Resto immobile, completamente pietrificato.

«Mi dispiace, Noah. La scorsa estate é stato bello e mi sono davvero divertita con te, ma adesso... con i campionati e tutto il resto»

«Vuoi mollarmi perché sono una distrazione?» non le lascio finire la frase e lei comincia subito a scuotere la testa.

«Certo che no. Ho solo capito che non posso darti quello che vuoi, che non provo quello che provi tu» vedo quanto pronunciare queste parole le risulti difficile, ma non credo abbia la minima idea di quello che mi sta facendo.

Sento il mio cuore sgretolarsi, pezzo dopo pezzo. E lei sta lanciando i cocci dritti nell'oceano.

«Non sono quella giusta. E lo sai anche tu».

No non lo so, vorrei gridarle. Perché non è vero, perché la amo. O, almeno, credevo di farlo. E credevo che per lei fosse lo stesso. Dopo tutto questo tempo, dopo tutti gli anni in cui ci siamo avvicinati cautamente, diventando prima amici e poi qualcosa di più.
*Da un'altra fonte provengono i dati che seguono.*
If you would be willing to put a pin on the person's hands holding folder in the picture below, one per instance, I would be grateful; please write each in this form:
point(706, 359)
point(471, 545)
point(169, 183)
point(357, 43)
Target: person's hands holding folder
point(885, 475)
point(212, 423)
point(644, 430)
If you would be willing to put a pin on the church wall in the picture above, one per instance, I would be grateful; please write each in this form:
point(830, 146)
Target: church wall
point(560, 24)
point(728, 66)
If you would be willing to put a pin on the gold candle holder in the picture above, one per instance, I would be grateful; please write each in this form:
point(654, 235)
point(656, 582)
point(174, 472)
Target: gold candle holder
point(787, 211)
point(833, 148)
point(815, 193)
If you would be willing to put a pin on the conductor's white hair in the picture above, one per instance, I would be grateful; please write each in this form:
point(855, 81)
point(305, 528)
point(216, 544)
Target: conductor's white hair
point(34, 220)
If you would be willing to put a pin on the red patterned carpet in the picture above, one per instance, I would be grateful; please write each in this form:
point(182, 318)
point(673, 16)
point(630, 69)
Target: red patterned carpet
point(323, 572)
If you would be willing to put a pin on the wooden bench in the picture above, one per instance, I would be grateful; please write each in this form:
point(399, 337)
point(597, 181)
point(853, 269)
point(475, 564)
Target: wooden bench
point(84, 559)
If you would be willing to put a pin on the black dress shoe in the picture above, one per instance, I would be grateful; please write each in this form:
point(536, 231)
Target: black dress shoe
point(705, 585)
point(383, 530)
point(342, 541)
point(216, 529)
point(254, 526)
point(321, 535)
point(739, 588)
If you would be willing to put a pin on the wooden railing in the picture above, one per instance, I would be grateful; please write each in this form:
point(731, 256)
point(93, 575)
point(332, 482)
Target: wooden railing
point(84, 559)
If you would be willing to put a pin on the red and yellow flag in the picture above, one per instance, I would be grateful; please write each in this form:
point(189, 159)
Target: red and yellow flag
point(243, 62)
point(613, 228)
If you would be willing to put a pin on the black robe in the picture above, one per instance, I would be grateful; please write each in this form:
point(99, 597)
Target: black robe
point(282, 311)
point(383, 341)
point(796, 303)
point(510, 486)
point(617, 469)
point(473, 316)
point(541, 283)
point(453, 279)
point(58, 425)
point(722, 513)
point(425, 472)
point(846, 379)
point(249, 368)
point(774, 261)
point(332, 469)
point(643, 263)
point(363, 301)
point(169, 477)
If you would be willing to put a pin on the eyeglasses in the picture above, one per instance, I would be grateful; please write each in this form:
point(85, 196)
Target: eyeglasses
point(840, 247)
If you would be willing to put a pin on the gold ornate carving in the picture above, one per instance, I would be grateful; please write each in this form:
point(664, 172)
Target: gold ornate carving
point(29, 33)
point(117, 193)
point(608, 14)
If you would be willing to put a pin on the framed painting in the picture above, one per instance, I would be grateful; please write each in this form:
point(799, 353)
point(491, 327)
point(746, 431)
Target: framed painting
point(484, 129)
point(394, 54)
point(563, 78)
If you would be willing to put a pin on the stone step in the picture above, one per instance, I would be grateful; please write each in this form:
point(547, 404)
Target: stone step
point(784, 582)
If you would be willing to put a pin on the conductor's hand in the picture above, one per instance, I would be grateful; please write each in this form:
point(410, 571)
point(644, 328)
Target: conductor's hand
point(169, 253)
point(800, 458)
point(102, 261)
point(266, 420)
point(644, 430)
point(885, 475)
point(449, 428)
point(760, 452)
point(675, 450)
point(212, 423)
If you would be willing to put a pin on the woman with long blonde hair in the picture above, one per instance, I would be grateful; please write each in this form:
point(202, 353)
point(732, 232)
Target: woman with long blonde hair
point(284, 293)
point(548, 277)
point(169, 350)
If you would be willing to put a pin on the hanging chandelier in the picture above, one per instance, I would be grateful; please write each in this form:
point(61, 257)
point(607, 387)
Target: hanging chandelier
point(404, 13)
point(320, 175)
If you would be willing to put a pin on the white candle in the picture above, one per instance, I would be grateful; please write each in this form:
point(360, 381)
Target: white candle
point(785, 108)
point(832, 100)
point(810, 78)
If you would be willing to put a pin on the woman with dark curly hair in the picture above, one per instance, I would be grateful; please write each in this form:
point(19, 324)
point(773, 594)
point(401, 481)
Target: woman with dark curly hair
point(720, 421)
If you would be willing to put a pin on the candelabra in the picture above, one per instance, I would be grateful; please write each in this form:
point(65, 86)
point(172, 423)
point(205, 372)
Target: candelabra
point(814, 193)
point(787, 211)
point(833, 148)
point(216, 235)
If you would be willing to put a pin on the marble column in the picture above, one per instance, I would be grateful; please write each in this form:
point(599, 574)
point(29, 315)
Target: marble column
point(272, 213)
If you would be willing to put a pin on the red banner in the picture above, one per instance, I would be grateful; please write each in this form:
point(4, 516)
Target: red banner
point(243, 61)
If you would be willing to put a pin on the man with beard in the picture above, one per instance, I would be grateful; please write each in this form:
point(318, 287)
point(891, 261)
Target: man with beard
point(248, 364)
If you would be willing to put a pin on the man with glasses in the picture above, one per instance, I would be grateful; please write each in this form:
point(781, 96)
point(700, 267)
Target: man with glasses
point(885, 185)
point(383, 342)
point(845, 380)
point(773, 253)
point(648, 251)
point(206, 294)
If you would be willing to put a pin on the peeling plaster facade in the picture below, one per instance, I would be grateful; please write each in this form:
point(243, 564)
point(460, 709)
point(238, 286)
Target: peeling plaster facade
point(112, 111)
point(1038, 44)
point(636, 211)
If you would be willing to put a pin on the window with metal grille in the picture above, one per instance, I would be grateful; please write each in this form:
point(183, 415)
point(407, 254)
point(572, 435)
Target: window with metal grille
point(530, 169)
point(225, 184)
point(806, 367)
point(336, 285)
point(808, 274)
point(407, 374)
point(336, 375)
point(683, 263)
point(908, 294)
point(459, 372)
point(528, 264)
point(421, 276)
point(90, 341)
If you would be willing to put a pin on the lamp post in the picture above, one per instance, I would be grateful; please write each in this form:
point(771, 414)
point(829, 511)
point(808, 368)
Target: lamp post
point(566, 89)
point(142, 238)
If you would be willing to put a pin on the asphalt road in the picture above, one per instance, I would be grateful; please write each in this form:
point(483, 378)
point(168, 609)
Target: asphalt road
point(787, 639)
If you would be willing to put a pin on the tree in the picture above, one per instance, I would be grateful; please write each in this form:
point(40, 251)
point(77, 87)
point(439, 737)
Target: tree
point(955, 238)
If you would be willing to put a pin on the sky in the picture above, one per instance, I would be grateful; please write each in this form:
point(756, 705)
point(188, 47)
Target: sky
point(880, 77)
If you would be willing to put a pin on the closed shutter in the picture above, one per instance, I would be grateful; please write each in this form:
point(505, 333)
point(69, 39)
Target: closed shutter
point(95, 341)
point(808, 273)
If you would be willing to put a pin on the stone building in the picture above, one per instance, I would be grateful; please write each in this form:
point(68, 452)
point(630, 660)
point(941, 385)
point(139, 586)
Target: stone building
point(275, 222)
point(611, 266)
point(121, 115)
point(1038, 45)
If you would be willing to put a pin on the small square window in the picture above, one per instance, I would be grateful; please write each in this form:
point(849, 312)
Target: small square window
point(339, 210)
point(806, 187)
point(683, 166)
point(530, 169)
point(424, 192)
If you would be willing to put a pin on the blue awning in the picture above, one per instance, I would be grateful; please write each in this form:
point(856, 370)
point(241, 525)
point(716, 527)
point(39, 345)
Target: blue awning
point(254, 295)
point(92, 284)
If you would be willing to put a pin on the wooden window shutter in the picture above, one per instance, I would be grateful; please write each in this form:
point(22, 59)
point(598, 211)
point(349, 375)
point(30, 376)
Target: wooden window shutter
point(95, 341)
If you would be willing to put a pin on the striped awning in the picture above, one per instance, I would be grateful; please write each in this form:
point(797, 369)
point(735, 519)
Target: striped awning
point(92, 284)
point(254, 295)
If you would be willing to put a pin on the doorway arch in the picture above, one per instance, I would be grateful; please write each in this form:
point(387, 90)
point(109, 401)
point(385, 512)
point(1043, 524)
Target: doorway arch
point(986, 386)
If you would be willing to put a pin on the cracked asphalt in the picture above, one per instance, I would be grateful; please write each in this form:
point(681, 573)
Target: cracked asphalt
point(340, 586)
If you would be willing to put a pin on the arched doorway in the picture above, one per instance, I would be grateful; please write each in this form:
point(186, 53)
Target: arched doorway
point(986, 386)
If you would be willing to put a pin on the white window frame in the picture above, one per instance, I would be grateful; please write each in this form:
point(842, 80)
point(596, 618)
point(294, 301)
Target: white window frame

«Ti prego, dimmi qualcosa» ha le lacrime agli occhi, le scorrono sulle lentiggini appena accennate e io respingo l'impulso di asciugargliele con le dita.

Vorrei dirle tante cose, ma resto in silenzio, completamente schiacciato dal peso del mio cuore che si rompe, come un fragile castello di carte. Non sono preparato e le sue parole mi spiazzano come un'onda anomala.